C’est une révolution. Le conseiller territorial va rompre avec deux faiblesses : l’absence d’enracinement du conseiller régional et une tendance au localisme absolu du conseiller général. La fin de cette dualité sera bénéfique. Il ne faut pas oublier que, ces vingt-cinq dernières années, la dépense des collectivités locales a crû deux fois plus vite que le PIB. Les transferts de responsabilités ne sont pas seuls en cause. On a vu se développer une forme d’émulation vers le perfectionnisme, dont on peut se demander si elle est d’actualité dans une économie en compétition mondiale. Si on avait utilisé la moitié des sommes consacrées aux giratoires à soutenir les nouvelles technologies, on serait peut-être champions mondiaux dans certains secteurs.

Le fait d’instituer le conseiller territorial avant d’en fixer le mode d’élection présente-t-il un risque d’inconstitutionnalité ?

Non. Rappelez-vous 1982, quand la région a été créée. On a posé en même temps le principe de l’élection de ses représentants au suffrage universel, mais le mode de scrutin a été fixé trois ans plus tard. Pour le conseiller territorial, nous nous sommes donné six mois.

Justement, quel mode de scrutin pourrait rassembler une majorité ?

Le débat est ouvert. Il faut un lien entre l’élu et son territoire, tout en représentant sa population, dont l’importance, actuellement, est extrêmement variable d’un canton à l’autre. L’écart est de 1 à 40. C’est excessif. Il faudrait raisonnablement le ramener de 1 à 3 selon les territoires. En ce qui concerne le mode de scrutin, l’UMP doit d’abord se souder pour proposer une architecture compatible avec d’autres points de vue extérieurs. Un groupe de travail va se mettre en place au sein de l’UMP, réunissant parlementaires et élus locaux, pour présenter un projet après les régionales. Pour ma part, je suis partisan d’un scrutin uninominal à deux tours, car la proportionnelle ne reflète pas la réalité territoriale du mandat et les deux tours permettent le renouvellement des élus par le libre choix des électeurs.

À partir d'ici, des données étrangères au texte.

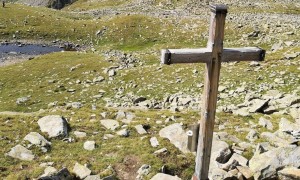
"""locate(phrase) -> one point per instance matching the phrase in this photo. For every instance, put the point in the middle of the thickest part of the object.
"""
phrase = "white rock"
(89, 145)
(110, 124)
(140, 129)
(81, 171)
(21, 153)
(161, 176)
(176, 135)
(36, 139)
(54, 126)
(48, 171)
(265, 165)
(154, 142)
(79, 134)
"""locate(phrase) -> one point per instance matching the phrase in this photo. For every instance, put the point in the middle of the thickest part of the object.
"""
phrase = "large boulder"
(54, 126)
(266, 165)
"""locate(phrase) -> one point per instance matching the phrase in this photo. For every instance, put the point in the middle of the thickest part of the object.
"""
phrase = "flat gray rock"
(54, 126)
(265, 165)
(89, 145)
(93, 177)
(37, 139)
(140, 129)
(176, 135)
(110, 124)
(161, 176)
(20, 152)
(81, 171)
(289, 173)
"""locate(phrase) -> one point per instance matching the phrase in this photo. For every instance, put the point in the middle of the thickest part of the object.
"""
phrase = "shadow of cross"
(212, 55)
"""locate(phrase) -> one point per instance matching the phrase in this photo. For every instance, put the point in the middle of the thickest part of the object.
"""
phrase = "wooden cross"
(212, 55)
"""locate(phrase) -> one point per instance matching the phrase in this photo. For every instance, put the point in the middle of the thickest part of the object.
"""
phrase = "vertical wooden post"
(215, 43)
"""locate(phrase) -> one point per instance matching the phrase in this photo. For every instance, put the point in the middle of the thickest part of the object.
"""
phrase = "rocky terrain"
(111, 111)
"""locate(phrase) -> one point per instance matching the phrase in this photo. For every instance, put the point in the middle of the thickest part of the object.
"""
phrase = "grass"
(47, 79)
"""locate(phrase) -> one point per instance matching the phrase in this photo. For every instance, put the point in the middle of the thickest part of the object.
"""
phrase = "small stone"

La suppression de la clause générale de compétence des départements et des régions ne fait pas non plus l’unanimité à droite. Comment rassembler ?

La clarification de cette clause est inévitable, c’est du bon sens. Mais c’est plus un problème de forme que de fond. Tout le monde s’accorde à dire que chaque niveau doit être spécialisé. Mais, lorsqu’une question n’est pas traitée, les collectivités ont un droit d’initiative pour le faire. C’est un point très important. Il ne faut pas enfermer les collectivités locales dans la seule exécution des compétences légales.